I could relate to O’Brien’s experience at age 7 of “ice skating in the winter, organized baseball in the summer, a fine old Carnegie library [I experienced a different library], a decent golf course, a Dairy Queen, an outdoor movie theater and a lake clean enough for swimming.” I experienced all of that too. Some of my best memories of Worthington were riding my bicycle to the ball fields every day in the summer to practice and play baseball.
Just this past week I received another coming-to-terms-moment of my hometown. I was helping out in my daughter’s third-grade classroom. I didn’t know the substitute teacher and started a conversation. After I told her I was starting a new Presbyterian church in Blaine/Lino Lakes, she told me that she grew up in a Presbyterian church. “Where,” I asked. “Worthington, Minnesota,” she replied. My jaw must have dropped six inches.
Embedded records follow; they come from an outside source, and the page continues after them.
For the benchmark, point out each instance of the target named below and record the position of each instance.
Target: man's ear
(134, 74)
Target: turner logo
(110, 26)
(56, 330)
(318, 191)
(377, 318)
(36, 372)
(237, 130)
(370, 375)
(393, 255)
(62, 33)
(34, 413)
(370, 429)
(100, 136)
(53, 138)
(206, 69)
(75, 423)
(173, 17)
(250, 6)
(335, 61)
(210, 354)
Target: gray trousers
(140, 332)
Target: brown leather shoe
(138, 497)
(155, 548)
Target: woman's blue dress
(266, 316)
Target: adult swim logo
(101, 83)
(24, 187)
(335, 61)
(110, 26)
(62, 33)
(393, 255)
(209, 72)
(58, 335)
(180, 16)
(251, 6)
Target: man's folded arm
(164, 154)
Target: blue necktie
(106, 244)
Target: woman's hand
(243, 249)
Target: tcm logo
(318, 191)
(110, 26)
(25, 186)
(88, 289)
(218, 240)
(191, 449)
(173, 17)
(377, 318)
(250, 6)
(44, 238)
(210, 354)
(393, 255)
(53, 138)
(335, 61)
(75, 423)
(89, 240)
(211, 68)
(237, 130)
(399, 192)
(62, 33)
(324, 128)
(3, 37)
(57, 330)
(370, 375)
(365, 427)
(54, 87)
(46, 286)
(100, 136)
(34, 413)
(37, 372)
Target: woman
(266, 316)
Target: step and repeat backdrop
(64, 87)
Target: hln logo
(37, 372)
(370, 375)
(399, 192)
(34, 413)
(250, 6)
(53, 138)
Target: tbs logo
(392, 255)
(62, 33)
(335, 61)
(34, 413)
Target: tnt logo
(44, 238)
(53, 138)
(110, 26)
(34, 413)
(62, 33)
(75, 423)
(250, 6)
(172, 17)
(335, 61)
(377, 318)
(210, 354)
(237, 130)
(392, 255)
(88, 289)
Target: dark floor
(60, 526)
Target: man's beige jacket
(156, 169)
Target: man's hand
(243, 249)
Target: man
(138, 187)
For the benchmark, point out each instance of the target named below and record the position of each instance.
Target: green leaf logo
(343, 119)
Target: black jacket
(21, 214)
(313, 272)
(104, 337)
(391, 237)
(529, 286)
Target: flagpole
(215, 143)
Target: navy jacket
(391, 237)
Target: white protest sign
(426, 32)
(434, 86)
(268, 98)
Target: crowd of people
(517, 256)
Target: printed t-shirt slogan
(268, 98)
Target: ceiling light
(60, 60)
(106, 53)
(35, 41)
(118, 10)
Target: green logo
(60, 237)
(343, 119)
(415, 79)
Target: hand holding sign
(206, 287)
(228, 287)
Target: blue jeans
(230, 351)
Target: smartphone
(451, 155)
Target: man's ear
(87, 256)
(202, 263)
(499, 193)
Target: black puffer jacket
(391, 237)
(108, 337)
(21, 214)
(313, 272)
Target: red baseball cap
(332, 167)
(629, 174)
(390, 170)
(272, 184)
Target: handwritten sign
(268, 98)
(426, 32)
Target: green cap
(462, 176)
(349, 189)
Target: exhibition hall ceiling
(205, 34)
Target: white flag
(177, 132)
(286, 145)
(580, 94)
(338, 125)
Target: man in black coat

She went on to tell me about attending church at the church building that used to be downtown. I haven’t heard many stories about that place. The Presbyterians built a gigantic, new church building in the 1960’s. That building defined my experience of the church. This teacher was married when the building was new. “It was such a beautiful place,” she told me. “The purple carpet was beautiful, almost perfect for weddings.”
My home church still has that purple carpet. It has partly defined this woman’s view of her hometown. I won’t look at that carpet the same the next time I see it. It’s part of this coming-to-terms process.
I'm traveling to San Clemente, California with five others from Chain of Lakes for a New Church Development Conference. I won't be blogging again until Thursday, November 5.